Much of his verse was based on classical mythological themes, although In Memoriam A.
H.H. was written to commemorate his best friend Arthur Hallam, a fellow poet and
classmate at Trinity College, Cambridge, who was engaged to Tennyson's sister, but died
from a cerebral hemorrhage before they were married. Tennyson also wrote some
notable blank verse including Idylls of the King, Ulysses, and Tithonus. During his career,
Tennyson attempted drama, but his plays enjoyed little success in his lifetime.

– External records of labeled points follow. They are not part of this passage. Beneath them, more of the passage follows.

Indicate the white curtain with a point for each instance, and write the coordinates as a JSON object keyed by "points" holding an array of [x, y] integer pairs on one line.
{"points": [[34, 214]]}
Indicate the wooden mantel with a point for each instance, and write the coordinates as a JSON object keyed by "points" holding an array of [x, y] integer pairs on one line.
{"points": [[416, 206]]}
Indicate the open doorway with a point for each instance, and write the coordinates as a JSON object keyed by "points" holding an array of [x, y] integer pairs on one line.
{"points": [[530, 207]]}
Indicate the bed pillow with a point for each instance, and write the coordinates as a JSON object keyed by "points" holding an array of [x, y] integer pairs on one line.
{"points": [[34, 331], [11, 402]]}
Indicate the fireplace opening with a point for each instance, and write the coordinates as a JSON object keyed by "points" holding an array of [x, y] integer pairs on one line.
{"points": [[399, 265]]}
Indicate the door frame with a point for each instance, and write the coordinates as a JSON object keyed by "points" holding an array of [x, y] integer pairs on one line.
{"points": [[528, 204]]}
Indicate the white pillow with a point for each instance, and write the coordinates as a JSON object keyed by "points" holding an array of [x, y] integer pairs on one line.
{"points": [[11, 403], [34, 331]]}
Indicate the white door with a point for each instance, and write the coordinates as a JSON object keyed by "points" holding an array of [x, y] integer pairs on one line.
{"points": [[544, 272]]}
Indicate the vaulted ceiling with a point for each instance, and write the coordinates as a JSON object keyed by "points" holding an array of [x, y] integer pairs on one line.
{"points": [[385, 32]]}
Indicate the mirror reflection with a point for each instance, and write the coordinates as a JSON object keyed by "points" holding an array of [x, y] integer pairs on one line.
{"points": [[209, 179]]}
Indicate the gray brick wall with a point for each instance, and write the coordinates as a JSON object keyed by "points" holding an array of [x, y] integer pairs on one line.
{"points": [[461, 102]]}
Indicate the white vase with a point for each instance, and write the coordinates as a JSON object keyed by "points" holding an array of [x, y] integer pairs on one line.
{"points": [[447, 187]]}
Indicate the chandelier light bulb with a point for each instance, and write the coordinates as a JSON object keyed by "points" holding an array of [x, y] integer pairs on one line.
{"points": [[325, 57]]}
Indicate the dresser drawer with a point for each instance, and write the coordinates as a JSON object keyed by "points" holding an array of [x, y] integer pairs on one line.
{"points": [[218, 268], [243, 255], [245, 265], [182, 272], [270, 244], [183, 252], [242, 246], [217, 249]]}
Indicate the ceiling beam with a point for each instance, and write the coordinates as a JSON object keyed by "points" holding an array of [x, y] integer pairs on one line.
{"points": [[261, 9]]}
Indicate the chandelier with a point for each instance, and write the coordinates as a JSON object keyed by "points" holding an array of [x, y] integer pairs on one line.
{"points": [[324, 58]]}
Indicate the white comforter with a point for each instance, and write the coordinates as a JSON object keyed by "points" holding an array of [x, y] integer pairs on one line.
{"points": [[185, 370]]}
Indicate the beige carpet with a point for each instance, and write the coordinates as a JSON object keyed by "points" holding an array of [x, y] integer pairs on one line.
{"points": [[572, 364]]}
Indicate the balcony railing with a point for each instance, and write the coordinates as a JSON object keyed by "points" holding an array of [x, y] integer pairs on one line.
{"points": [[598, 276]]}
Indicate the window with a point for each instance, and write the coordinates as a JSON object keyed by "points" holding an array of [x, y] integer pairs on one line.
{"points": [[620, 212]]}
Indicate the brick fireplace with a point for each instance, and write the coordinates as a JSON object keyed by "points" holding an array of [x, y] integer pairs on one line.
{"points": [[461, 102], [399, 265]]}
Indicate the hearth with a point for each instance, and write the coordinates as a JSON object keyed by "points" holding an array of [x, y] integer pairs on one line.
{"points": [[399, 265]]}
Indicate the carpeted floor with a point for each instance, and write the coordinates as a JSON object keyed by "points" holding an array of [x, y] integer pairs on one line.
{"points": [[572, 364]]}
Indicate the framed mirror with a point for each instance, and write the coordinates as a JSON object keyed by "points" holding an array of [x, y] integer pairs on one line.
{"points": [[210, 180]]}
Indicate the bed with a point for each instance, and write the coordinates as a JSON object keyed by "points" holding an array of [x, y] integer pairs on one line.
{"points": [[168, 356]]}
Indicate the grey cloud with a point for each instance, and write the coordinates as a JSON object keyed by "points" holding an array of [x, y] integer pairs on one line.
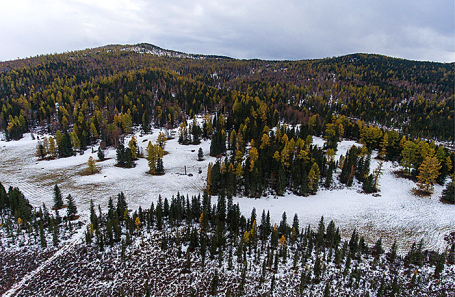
{"points": [[420, 29]]}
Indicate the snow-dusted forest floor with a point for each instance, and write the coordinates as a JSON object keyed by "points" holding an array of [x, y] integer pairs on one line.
{"points": [[396, 213]]}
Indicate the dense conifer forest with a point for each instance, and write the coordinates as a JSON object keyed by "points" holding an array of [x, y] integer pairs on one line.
{"points": [[261, 118]]}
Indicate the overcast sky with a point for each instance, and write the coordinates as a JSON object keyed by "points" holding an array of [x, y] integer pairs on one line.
{"points": [[245, 29]]}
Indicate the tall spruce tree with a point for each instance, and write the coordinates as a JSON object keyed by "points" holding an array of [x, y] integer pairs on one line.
{"points": [[58, 199], [71, 209]]}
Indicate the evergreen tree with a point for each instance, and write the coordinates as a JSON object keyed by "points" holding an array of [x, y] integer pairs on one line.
{"points": [[159, 167], [200, 155], [58, 199], [101, 156], [65, 148], [448, 194], [121, 157], [42, 236], [428, 173], [121, 206], [71, 209], [92, 165]]}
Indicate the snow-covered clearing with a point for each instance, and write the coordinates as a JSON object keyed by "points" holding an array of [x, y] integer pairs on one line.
{"points": [[395, 214]]}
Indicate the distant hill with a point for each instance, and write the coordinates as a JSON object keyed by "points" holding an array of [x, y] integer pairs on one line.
{"points": [[417, 98]]}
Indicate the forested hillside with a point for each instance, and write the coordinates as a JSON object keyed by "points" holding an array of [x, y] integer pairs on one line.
{"points": [[114, 87]]}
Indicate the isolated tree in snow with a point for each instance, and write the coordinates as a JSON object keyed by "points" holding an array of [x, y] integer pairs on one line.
{"points": [[154, 153], [92, 165], [448, 194], [71, 209], [159, 167], [52, 149], [200, 155], [58, 199], [132, 144], [428, 173], [100, 154]]}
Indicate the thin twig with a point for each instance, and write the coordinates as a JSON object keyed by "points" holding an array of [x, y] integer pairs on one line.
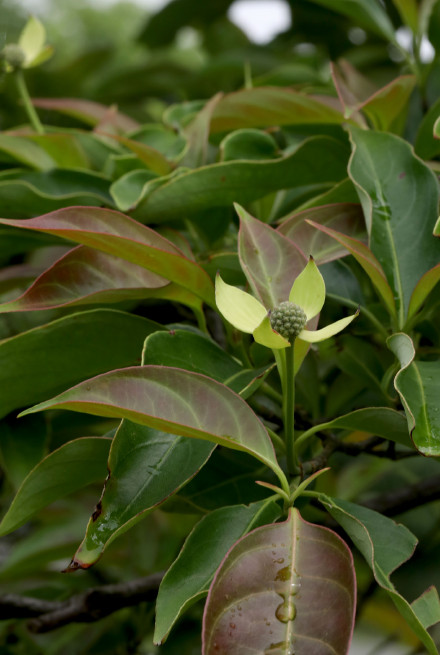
{"points": [[86, 607]]}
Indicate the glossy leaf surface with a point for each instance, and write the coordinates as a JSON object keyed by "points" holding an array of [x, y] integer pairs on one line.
{"points": [[418, 384], [385, 108], [199, 354], [145, 466], [173, 400], [189, 577], [46, 359], [120, 235], [26, 194], [373, 533], [367, 260], [342, 217], [422, 290], [399, 195], [70, 467], [84, 276], [280, 589]]}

Tennyson wrote a number of phrases that've become commonplaces of the English
language, including: "Nature, red in tooth and claw", "'Tis better to have loved and lost /
Than never to have loved at all", "Theirs not to reason why, / Theirs but to do and die",
and "My strength's as the strength of ten, / Because my heart's pure". He's the second
most frequently quoted writer in The Oxford Dictionary of Quotations, after Shakespeare.
Partial list of works
• From Poems, Chiefly Lyrical (1830):
o The Dying Swan
o The Kraken
• Lady Clara Vere de Vere (1832)
• From Poems (1833):
o The Lady of Shalott (1832, 1842)
• From Poems (1842):
o Locksley Hall
o Vision of Sin
o The Two Voices (1834)
o "Ulysses" (1833)
• The Princess (1847)
o "Tears, Idle Tears"
• In Memoriam A.H.H. (1849)
• Ring Out, Wild Bells (1850)
• The Eagle (1851)
• The Sister's Shame
• The Charge of the Light Brigade (1854) - an early recording exists of Tennyson
• Maud (1855/1856)
• Enoch Arden (1862/1864)
• Flower in the crannied wall (1869)
• The Window - Song cycle with Arthur Sullivan. (1871)
• Harold (1876) - began a revival of interest in King Harold
• Idylls of the King (composed 1833-1874)
• Locksley Hall Sixty Years After (1886)
• Crossing the Bar (1889)
• The Foresters - a play with incidental music by Arthur Sullivan (1891)
• Now Sleeps the Crimson Petal - it appeared as a song in the film Vanity Fair, with
musical arrangement by Mychael Danna
Homeschool unless otherwise stipulated.